Like I said, this goes back to just about every problem you can have with this story:
Why is Momo, a genius with an OP Quirk so seemingly useless?
Why does everyone just laugh off Bakugou when he treats them like shit?
Why is All Might so stupid when he's a grown ass man who has lived on his own for his entire adult life, isolated from literally everyone, and yet is also wildly successful in his chosen career?
Why doesn't anyone seem angry about Endeavour?
Hell, this logic even applies to the setting:
MHA is set in a society where a major part of the social contract is built off the idea that people can't be trusted to use their Quirks, but they also don't have to, because heroes are there. Every major problem is dealt with by heroes, citizen, so don't sweat the hard stuff and go about your day; the way their society continues is built off an unrealistic and impossible faith in a bunch of people who are being incentivized to act in increasingly mercenary ways, yet it's made clear to us that the average person still thinks everything is fine, and so they continue to be blinded to reality by lifelong propaganda and a social system that will harshly punish those who stir up a fuss by labeling them 'villains', officially or otherwise. The problem being, of course, that that set up is doomed to fail, and by the time of the War Arc, trust in heroes is dropping.... and then thousands of people die as the heroes take an enormous loss in actually achieving their main goals, publicly. With video evidence, to boot. Shigaraki and Co ride off in the sunset and leave the image that everything is going to be OK in ruins behind them.
That fundamental part of the social contract is falling apart, the blinders are falling off, and people are losing trust. So, in that atmosphere, how do people react to the idea that their new Number One Hero made one of the biggest villains around, both in a literal and metaphorical sense? A few angry press conferences? Some angry mobs everyone treats as stupid and pointless?
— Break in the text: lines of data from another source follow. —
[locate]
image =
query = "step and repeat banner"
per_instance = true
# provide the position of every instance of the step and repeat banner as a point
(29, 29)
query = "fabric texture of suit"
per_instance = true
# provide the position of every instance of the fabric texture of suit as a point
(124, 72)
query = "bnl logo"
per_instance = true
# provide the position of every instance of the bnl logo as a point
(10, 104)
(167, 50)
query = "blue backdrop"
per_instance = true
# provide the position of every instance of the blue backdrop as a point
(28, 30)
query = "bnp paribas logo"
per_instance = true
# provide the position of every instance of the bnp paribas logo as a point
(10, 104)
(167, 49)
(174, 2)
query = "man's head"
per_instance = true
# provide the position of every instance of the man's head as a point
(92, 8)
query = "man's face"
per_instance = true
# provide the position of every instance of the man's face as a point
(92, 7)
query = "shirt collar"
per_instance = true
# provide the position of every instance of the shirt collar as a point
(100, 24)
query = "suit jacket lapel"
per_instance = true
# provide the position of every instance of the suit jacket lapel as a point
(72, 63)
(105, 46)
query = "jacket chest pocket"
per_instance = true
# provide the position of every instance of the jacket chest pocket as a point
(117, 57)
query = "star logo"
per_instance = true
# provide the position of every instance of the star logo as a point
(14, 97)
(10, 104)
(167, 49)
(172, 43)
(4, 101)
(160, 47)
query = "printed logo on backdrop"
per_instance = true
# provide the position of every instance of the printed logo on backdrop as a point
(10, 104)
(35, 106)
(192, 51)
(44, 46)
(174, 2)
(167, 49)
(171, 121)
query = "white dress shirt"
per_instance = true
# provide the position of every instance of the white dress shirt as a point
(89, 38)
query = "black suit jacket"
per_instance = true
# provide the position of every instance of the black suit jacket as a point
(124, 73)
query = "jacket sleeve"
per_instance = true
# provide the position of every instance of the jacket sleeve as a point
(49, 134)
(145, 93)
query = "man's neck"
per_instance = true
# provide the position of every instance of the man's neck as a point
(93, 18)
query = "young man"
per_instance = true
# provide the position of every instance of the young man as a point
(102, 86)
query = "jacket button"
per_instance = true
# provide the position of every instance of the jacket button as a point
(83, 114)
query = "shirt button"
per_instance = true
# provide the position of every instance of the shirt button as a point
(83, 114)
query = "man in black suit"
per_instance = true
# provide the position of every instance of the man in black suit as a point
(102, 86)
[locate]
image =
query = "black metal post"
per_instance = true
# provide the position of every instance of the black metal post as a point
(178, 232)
Or... something more, perhaps? Because that's the thing, with Dabi's plan: it's simple yet effective in that he says, 'Society is a lie', and then he slaps everyone with enough truth that no one can ignore him.
Forget mobs; why in the fuck is the Todoroki's house still standing? Why aren't people throwing things at Endeavour when he walks by them in the streets? Why aren't Dabi's victims suing him for what his son has done? Endeavour is the Number One Hero, he is the symbol of everything 'right' in society, and that fact that symbol is rotten to the core is brushed over in the story.
Doesn't that seem weird? There should be entire arcs on the fallout of this alone, because MHA Japan at that point should be filled with a lot of very scared, very angry, very unhappy people, who are primed to act irrationally and take out their frustrations on anyone they think is responsible for it, and the people in charge are handling their valid concerns... poorly.
*looks at Enji 'Watch Me' Todoroki meaningfully*
It's like that because Hori doesn't respect his world enough to treat it realistically.
And look, I get that he needs to keep writing, and he needs to keep on track, even if he realizes the story would diverge from his plan if he just let things progress organically (even if MHA has some real signs of having been changed once or twice in new, forced directions in it), but what he's been doing all this time is sacrificing his characters to tell his story, not just once or twice but all the time. And the thing is? The characters are how he can tell that story, they are the foundation the story is built off of; if he undermines his characters, then he is undermining his story.